The Safety Leak | Article 1: The Blame Gradient
I’ve learned that the fastest way to kill my team’s telemetry is to treat a technical failure as a character flaw.
When a production incident happens, my human instinct is to find the “who.” I want to know whose hands were on the keyboard, whose PR was approved, and whose judgment lapsed. I call this The Blame Gradient. It’s the tendency for fault to slide down the org chart until it hits an individual.
In a high-safety environment, the gradient is flat. I look at the system. In a low-safety environment, the gradient is steep. I look for a person to blame.
The “Who” vs. The “How”
When I ask “Who did this?” I am signaling to my team that I believe our systems are perfect and they are the only broken variable. This is almost never the case.
Engineering is about managing complexity. If a single engineer can take down a cluster by running a command, I don’t have an “engineer error”—I have a Design Error.
- The Blame Approach: I discipline the engineer. Result: Everyone else learns to hide their mistakes, double-check their “social safety” before their code, and stop reporting near-misses.
- The Systems Approach: I ask why the system lacked the guardrails to prevent the command. Result: I fix the infrastructure, and my team feels safe telling me when they almost broke something.
The “Individual Patch” Fallacy
When I try to “patch” people instead of code, I create a Telemetry Blackout.
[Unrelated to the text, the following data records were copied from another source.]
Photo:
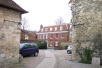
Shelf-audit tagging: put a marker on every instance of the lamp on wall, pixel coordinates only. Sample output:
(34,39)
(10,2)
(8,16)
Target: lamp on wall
(13,21)
(78,24)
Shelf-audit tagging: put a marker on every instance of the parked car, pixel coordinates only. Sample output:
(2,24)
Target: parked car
(69,49)
(29,49)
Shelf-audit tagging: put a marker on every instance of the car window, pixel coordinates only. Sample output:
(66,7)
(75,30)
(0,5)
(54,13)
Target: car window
(21,45)
(27,46)
(70,46)
(35,45)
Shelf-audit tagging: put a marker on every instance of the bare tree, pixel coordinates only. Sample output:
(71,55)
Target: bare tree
(24,22)
(59,21)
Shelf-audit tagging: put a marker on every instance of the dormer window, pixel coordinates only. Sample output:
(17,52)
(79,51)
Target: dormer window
(26,36)
(61,28)
(51,29)
(46,29)
(56,28)
(70,26)
(42,29)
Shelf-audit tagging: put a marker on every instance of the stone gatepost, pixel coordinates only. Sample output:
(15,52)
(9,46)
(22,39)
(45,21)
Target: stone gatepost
(87,27)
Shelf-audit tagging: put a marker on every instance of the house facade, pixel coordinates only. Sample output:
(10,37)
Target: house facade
(87,28)
(10,17)
(53,35)
(28,35)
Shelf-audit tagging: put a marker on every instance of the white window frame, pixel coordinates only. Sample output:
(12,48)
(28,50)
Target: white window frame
(51,35)
(70,26)
(62,36)
(26,36)
(56,28)
(46,36)
(56,36)
(70,34)
(46,29)
(61,27)
(51,29)
(42,29)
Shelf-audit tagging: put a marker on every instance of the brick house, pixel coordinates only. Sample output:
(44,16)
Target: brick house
(53,35)
(10,17)
(28,35)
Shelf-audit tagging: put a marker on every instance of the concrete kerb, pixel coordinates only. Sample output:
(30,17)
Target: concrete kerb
(49,60)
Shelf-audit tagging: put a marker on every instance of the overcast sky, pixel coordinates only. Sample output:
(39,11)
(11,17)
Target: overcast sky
(45,12)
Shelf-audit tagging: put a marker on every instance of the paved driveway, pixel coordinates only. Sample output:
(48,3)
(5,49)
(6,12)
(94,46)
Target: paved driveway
(53,59)
(31,61)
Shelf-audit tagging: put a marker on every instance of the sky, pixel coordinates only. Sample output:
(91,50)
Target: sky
(44,12)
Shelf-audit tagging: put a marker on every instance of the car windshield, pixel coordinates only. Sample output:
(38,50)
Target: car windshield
(21,45)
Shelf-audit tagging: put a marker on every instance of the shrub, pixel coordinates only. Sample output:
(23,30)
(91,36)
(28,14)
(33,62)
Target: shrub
(42,45)
(85,55)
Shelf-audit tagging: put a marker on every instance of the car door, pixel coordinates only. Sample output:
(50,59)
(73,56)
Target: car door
(31,49)
(26,49)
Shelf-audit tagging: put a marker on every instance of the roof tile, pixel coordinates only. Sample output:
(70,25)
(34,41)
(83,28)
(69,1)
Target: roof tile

Engineers are rational actors. If I make the “cost” of an error a public reprimand or a hit to a performance review, they will stop sending the data. They won’t stop making mistakes—because humans are non-deterministic—they will just stop reporting them.
I effectively trade a recoverable technical error for a permanent cultural leak. By the time I find out there’s a problem, it’s usually too late to fix it.
My Ego is the Gradient
I’ve realized that the Blame Gradient is usually powered by my own fear. When a project I lead fails, I feel the heat from my own stakeholders. My instinct is to shield myself by pointing to a specific “underperformer.”
But as a leader, I know that blame is a debt I cannot afford. Every time I individualize a failure, I am borrowing against the future transparency of my team. Eventually, the interest on that debt becomes so high that I am the last person to know when reality is diverging from the plan.
How I Patch the Leak
To flatten the gradient, I have to shift from “Accountability” (who gets punished) to “Responsibility” (how we prevent recurrence).
- I start with the mirror: If a junior dev made a catastrophic choice, did I provide the right context? Did I review the design?
- I ignore the “First Order” cause: The first cause is “The dev pushed bad code.” I ignore that. I focus on the Second Order cause: “The CI/CD pipeline didn’t catch the regression.”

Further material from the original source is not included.